The Lawletter Vol 43 No 4
In a case of first impression, the Wyoming Supreme Court has adopted the intrusion upon seclusion branch of the common-law tort of invasion of privacy. In Howard v. Aspen Way Enterprises, Inc., 2017 WY 152, 406 P.3d 1271 (Wyo. 2017), the plaintiffs leased computers from a rent-to-own store. They alleged that the store installed software on the computers that allowed the store to track the computers' locations, remotely activate the computers' webcams, and capture screen shots and key strokes. The customers sued the store, alleging claims for the invasion of privacy and breach of the covenant of good faith and fair dealing. The lower courts ruled that Wyoming does not recognize a claim for the intrusion upon seclusion.

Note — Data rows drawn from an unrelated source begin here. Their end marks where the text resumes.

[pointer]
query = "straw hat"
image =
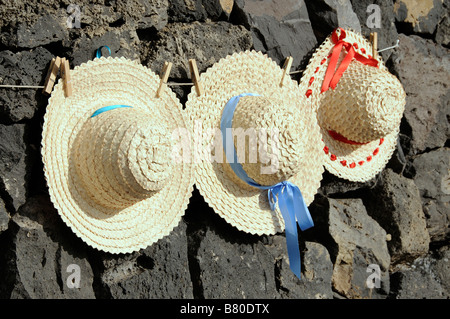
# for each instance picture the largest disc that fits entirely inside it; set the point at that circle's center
(275, 109)
(111, 174)
(359, 113)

On appeal, the Wyoming Supreme Court observed that the vast majority of states recognize the tort of intrusion upon seclusion. The court noted that only New York and Virginia do not, and that Wyoming and North Dakota courts had not yet addressed the issue. Id. ¶ 14, 406 P.3d at 1275. Reasoning that the Wyoming legislature has adopted the general common law to the extent that it is not inconsistent with statutory law, the court concluded that the tort of intrusion upon seclusion is consistent with Wyoming law. Furthermore, the court recognized that "Wyoming's commitment to individual privacy interests is well established." Id. ¶ 22, 406 P.3d at 1277.

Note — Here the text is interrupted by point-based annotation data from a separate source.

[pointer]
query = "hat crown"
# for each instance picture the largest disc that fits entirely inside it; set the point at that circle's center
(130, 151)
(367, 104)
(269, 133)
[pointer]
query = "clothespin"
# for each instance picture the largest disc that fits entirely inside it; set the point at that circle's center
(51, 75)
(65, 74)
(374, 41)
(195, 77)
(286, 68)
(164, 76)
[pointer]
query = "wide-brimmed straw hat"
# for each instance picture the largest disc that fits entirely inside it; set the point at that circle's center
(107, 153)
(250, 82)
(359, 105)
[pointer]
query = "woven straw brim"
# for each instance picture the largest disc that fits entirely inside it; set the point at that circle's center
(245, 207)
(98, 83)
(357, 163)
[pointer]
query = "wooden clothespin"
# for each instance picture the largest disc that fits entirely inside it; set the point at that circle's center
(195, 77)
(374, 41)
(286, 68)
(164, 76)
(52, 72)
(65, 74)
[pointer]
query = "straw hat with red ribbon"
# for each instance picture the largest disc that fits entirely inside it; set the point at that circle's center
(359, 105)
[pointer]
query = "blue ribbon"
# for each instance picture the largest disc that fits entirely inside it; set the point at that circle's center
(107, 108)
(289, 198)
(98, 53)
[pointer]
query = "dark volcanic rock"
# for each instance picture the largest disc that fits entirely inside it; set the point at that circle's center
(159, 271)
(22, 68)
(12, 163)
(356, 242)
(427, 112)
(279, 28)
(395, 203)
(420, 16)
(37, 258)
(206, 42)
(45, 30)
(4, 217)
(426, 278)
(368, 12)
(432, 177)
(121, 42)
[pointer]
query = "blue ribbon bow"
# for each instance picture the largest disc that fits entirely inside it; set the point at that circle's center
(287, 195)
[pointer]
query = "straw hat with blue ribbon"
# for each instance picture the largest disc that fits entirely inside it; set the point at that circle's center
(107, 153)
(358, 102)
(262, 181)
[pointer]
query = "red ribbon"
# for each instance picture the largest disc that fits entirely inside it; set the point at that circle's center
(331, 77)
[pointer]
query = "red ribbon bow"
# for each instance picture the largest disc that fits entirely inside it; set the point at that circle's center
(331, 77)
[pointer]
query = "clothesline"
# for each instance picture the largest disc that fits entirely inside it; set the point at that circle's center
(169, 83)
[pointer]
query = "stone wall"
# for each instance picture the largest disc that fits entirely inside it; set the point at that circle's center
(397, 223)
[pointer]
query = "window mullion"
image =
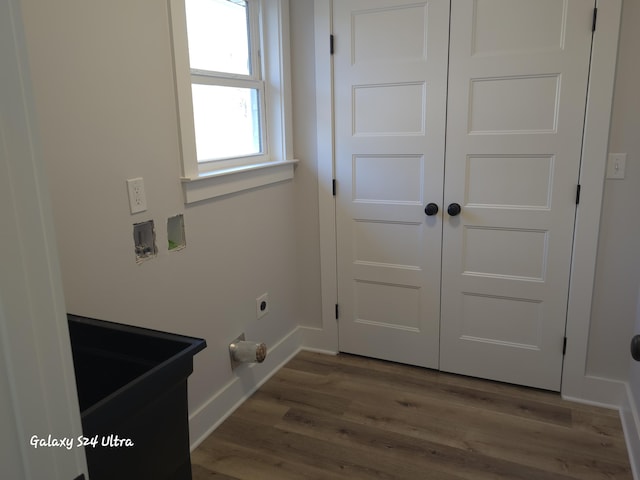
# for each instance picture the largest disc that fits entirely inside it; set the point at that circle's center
(200, 79)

The court adopted Restatement (Second) of Torts § 652B, which defines intrusion upon seclusion as follows: "One who intentionally intrudes, physically or otherwise, upon the solitude or seclusion of another or his private affairs or concerns, is subject to liability to the other for invasion of his privacy, if the intrusion would be highly offensive to a reasonable person." Id. ¶ 11, 406 P.3d at 1274.